The types of exercise equipment in the gym are also designed for the lower, important part of the body. If you have aspirations of having butts like fitness stars, then train like them. Do a lower body workout twice a week. Focus on your glutes and hamstrings one day, and your quads the next. Do not overdo it with repetitions, let them be no more than 15, such intensity will not only burn calories, but also promote muscle growth.
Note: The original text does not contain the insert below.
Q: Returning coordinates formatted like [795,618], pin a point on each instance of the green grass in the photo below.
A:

Leg bending in a lying machine

Equipment for bending legs

To ensure that your butt is soft and elastic and you can sit on it for a long time, you will have to use leg exercisers. This fixed exercise for flexion and extension of the lower extremities will pump the hamstrings in detail. This is a block shaped machine with a bench attached to it. Soft cushions not only provide comfort for the legs, but also increase the load on them. As an additional development of the necessary lower parts, this machine will fit well into your program.

Smith machine

We owe this steel “machine” not to Smith, the name is deceptive, but to the famous bodybuilder Jack LaLan. Jack was famous for setting a record of 1,033 push-ups in 23 minutes and breaking many other strength records. He was so busy training that he did not pay attention to the patent for his invention. Smith quickly understood the algorithm, and did not mind spending time on the paperwork of the patent in order to make a regular profit.
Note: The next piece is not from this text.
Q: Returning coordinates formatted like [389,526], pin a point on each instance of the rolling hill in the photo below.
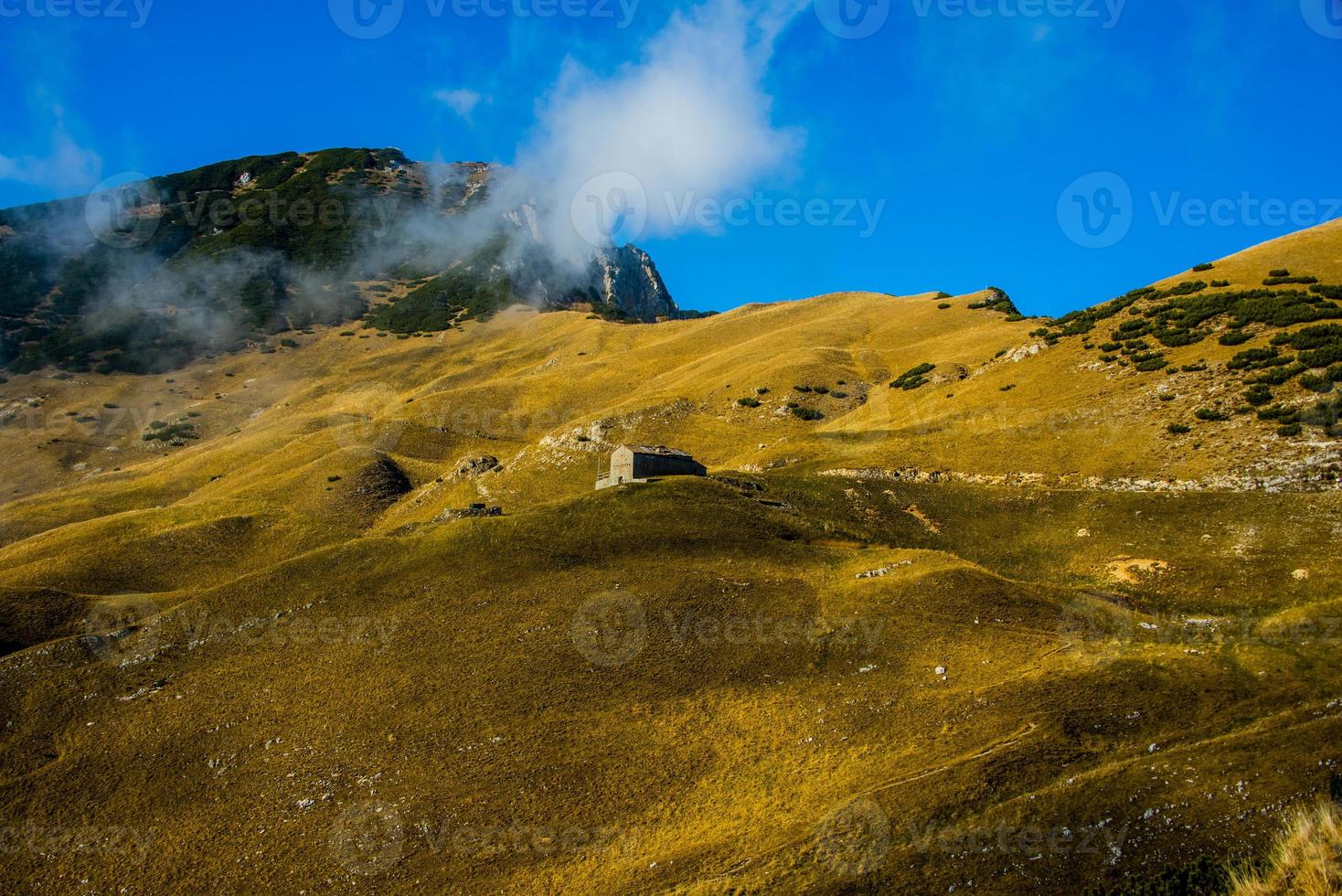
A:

What useful things can you do with this steel friend? Although it is of the isolating type and should polish the muscles, this iron builds muscle mass. It can be used by both beginners and experienced athletes. Leg exercisers are not varied. The Smith mechanism is universal, you won’t get tired of it, try it and you’ll see for yourself that it’s fun.

For the press

Did you come to the gym for the cubes? Then look around the surrounding area and find a bench, but don’t sit on it, you’re not tired yet! How to use? You need to take a horizontal position and start twisting. If you want, you can start lifting your legs, this will work your lower abs and your back flexors and extensors will also be involved.

Exercise machine for HAKK squats

This is a type of mechanism for working the legs, more precisely for the outer and back surface of the thigh. If you don't like to squat with a barbell, then the HAKK is a good alternative. While exercising on it, watch your heels - they should not come off the support point, this way you will prevent overloading the spine.

Rower simulator

Need to work your back? Try this mechanism; the position of the crossbar will determine which part you are working on, external or internal. During repetitions, pay attention to your lower back - do not round it!

Gravitron

If you are just starting to understand the world of fitness, then a gravitron will help you. It is friendly to beginners, like parallel bars or a horizontal bar, only for beginner athletes. You will gain strength indicators, and only then move on to more serious models.

Orbitrek

The best replacement for a running machine is an orbitrack. Walking with an elliptical trajectory synchronizes all parts of the body. The amplitude of such movements makes your workout similar to a bicycle ride with little stress on the joints of the knees and ankles. If you want, pedal backwards and work another muscle group.

Treadmill

To strengthen your heart, give it cardio exercise. In 60 minutes, the treadmill will burn approximately 800 calories. In the gym, the right choice for your health would be to start your workout on the treadmill, so you will warm up your body and prepare your heart for subsequent tests for the benefit of beauty and health. Choose the right, comfortable shoes, and decide for yourself how to run from toe to heel or from heel to toe!

Afterword

As you can see, there are an incredible variety of types of physical training. This makes it possible to choose a technique that suits you. Today it is very easy to stay fit, lose weight or build muscle. All you have to do is want it and sign up for the gym. But it is not recommended to study at home on your own. Especially if you have no experience in such a matter. It is very easy to harm yourself, not to mention the fact that only exercises done correctly are beneficial. And only a coach can monitor this. In addition, as surveys show, the percentage of those who quit doing fitness, practicing it at home, is much higher than those who stopped visiting the gym.